Fleagle is the second Stony Brook professor to receive the Charles Darwin Lifetime Achievement Award. In 2004, it was bestowed upon the late Robert R. Sokal, distinguished professor emeritus of ecology and evolution.

“Stony Brook University has been extremely lucky to have John Fleagle, whose visionary approach to primate evolution combines functional biology, paleontological diversity, and evolutionary history, using innovative thinking and laboratory approaches to connect how primates move and behave to their larger history, providing context and background to the rise of humans,” said Jeffrey Levinton, distinguished professor in the College of Arts and Sciences Department of Ecology and Evolution. “His contributions to the University’s growth as a prominent institution in anatomical science and natural history are intellectual and institutional. John is truly a fine colleague who is immensely supportive of students, faculty, and academic and university institutions.”

Professor Fleagle’s presence in the field of biological anthropology spans half a century. Much of his work has centered around investigating primate evolution, primate locomotion, and broad patterns of evolution and adaptation across many taxa. From Argentina to India, his fieldwork has taken him across the world. In Ethiopia, Fleagle directed a groundbreaking study that uncovered fresh insights into the African origin of Homo sapiens.

Fleagle has mentored and trained young anthropologists, founded and edited an authoritative review journal called Evolutionary Anthropology, and authored a highly regarded textbook titled Primate Adaptation and Evolution. He is also a member of the Scientific Executive Committee of the LSB Leakey Foundation.

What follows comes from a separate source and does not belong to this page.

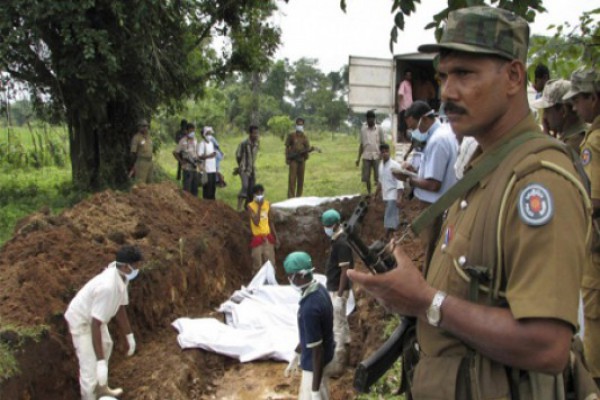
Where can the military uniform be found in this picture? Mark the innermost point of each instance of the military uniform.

“I’m delighted that John was granted the award,” said AABA President Steven Leigh. “His work is remarkable and has made major impacts across many aspects of our discipline. His textbook set the standard for our field and I consider it one of the best textbooks in any field.

“Personally, John helped me immensely 30 years ago when I was a postdoc at Stony Brook just getting a start in the field,” added Leigh. “It will be a career highlight for me to present the award to him.”

Professor Fleagle is a MacArthur Fellow, a Guggenheim Fellow and a member of three graduate programs at Stony Brook University — the Doctoral Program in Ecology and Evolution, the Interdepartmental Doctoral Program in Anthropological Sciences and the program in Anatomical Sciences.